DAK araştırması şunu gösteriyor: Korona krizi çocukları medya bağımlılığına sürükledi

hadicanim

Aktif Üye


  1. DAK araştırması şunu gösteriyor: Korona krizi çocukları medya bağımlılığına sürükledi

DAK sağlık sigortası fonu ve Hamburg-Eppendorf Üniversite Hastanesi (UKE) tarafından yapılan boylamsal bir çalışma Ülke çapında 1.200 ailenin dijital medya kullanımını inceledik.
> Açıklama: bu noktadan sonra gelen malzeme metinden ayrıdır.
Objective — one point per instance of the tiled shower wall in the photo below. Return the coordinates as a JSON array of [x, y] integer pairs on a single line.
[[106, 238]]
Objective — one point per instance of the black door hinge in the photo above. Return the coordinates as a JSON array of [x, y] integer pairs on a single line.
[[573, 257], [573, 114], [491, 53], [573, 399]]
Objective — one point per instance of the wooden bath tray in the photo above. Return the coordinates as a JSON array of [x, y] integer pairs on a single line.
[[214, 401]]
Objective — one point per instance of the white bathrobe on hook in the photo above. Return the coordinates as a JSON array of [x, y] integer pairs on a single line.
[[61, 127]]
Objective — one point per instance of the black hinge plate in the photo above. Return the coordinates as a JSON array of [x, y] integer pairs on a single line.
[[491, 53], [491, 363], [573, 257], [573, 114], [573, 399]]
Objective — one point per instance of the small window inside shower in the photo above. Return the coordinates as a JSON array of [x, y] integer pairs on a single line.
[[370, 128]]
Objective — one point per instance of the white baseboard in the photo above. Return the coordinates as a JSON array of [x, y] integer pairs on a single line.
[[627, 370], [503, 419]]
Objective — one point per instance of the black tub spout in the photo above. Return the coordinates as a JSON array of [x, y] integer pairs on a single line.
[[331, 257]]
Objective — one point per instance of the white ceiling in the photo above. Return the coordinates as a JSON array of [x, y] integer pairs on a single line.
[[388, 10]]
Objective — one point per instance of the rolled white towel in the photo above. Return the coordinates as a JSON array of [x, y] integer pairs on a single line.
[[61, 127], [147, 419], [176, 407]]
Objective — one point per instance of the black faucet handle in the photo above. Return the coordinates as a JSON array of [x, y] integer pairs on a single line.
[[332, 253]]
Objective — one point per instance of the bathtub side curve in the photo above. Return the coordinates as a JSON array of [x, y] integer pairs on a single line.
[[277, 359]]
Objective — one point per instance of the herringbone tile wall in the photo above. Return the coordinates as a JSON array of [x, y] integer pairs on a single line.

Buna göre Almanya'da çocuklar ve gençler arasında medya bağımlılığı pandemiden bu yana arttı. Reşit olmayanların dörtte biri sosyal medyayı riskli bir şekilde kullanıyor; mevcut “uluslararası mevzuata göre tanımlanıyor”[n] istatistiksel[n] Hastalıkların ve ilgili sağlık sorunlarının sınıflandırılması”, ICD-11. Bu, 1,3 milyon kız ve erkek çocuğuna tekabül ediyor, yani etkilenenlerin sayısı 2019'a göre üç katına çıktı.

Reklamcılık





10 ila 17 yaş arasındakiler arasında sosyal medyanın sorunlu kullanımı



2019 yılından bu yana aşırı sosyal medya tüketimi yapan çocuk ve gençlerin sayısı hızla arttı.


(Resim: DAK Sağlık)



ICD-11'e göre “kontrol kaybı” ve “önceliklerin değişmesi” ile ilişkilendirilen patolojik kullanım da 2019'dan bu yana arttı (yüzde 90), ancak şimdi tekrar azaldı. DAK patronu Andreas Storm bu hafta Pazartesi günü düzenlediği basın toplantısında, sosyal medyayla ilgili sorunlar artarken oyun ve yayın alanında kullanım sürelerinin azalması ve bağımlılık kriterlerine sahip küçüklerin sayısının azalması gibi olumlu gelişmeler olduğunu açıkladı. Bilgiler Forsa tarafından toplanan kişisel açıklamalara dayanmaktadır.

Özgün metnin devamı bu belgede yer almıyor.